This is most likely a very simple question but I'll ask it nevertheless since I haven't found an answer. How can I compare the amount of "cases" (for example flu) in two groups i.e. find out if the difference between the amounts of cases in the groups is statistically significant? Can I apply some sort of t-test? Or is it even meaningful to do this kind of a comparison?

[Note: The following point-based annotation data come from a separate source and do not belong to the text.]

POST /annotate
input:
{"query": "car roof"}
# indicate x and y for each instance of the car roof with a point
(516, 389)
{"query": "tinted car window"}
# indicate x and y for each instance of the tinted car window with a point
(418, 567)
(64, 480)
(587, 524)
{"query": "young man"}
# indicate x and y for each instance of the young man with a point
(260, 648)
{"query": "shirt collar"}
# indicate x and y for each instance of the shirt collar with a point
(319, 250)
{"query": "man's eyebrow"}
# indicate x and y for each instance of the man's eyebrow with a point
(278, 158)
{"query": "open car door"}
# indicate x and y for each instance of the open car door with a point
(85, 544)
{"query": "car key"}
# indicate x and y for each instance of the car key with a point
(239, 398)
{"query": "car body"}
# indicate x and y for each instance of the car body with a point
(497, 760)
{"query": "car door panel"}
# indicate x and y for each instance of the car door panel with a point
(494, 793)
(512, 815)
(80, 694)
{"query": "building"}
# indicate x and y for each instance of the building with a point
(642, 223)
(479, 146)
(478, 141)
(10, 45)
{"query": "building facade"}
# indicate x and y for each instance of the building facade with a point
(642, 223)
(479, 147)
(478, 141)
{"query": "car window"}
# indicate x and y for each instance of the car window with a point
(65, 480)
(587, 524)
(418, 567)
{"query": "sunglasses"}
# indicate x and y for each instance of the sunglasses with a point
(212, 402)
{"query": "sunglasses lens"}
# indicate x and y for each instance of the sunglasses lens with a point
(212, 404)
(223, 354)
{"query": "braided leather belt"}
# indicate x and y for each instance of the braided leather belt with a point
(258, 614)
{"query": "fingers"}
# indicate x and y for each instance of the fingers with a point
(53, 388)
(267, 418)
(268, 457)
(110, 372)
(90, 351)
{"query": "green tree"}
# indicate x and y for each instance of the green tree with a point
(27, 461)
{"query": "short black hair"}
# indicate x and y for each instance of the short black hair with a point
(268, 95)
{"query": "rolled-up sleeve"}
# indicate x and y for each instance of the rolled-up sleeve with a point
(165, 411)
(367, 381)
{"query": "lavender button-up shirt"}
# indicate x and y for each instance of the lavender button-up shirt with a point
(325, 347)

I'd preferably do the comparison in R.
A very simple data example:
group1 <- 1000 # size of group 1
group2 <- 1000 # size of group 2
group1_cases <- 550 # the amount of cases in group 1
group2_cases <- 70 # the amount of cases in group 2
I think a chisq.test
is what you are looking for.
group1 <- 1000 # size of group 1
group2 <- 1000 # size of group 2
group1_cases <- 550 # the amount of cases in group 1
group2_cases <- 70 # the amount of cases in group 2
group1_noncases <- 1000 - group1_cases
group2_noncases <- 1000 - group2_cases
M <- as.table(rbind(c(group1_cases, group1_noncases),
c(group2_cases, group2_noncases)))
dimnames(M) <- list(groups = c("1", "2"),
cases = c("yes","no"))
res <- chisq.test(M)
# The Null, that the two groups are equal, has to be rejected:
res
#>
#> Pearson's Chi-squared test with Yates' continuity correction
#>
#> data: M
#> X-squared = 536.33, df = 1, p-value < 2.2e-16
# if both groups were equal then this would be the expected values:
res$expected
#> cases
#> groups yes no
#> 1 310 690
#> 2 310 690
Created on 2021-04-28 by the reprex package (v0.3.0)
Statistically a t.test
would not be the correct method. However, people use it for this kind of test and in most cases the p values are very simillar.
# t test
dat <- data.frame(groups = c(rep("1", 1000), rep("2", 1000)),
values = c(rep(1, group1_cases),
rep(0, group1_noncases),
rep(1, group2_cases),
rep(0, group2_noncases)))
t.test(dat$values ~ dat$groups)
#>
#> Welch Two Sample t-test
#>
#> data: dat$values by dat$groups
#> t = 27.135, df = 1490.5, p-value < 2.2e-16
#> alternative hypothesis: true difference in means is not equal to 0
#> 95 percent confidence interval:
#> 0.4453013 0.5146987
#> sample estimates:
#> mean in group 1 mean in group 2
#> 0.55 0.07
Created on 2021-04-28 by the reprex package (v0.3.0)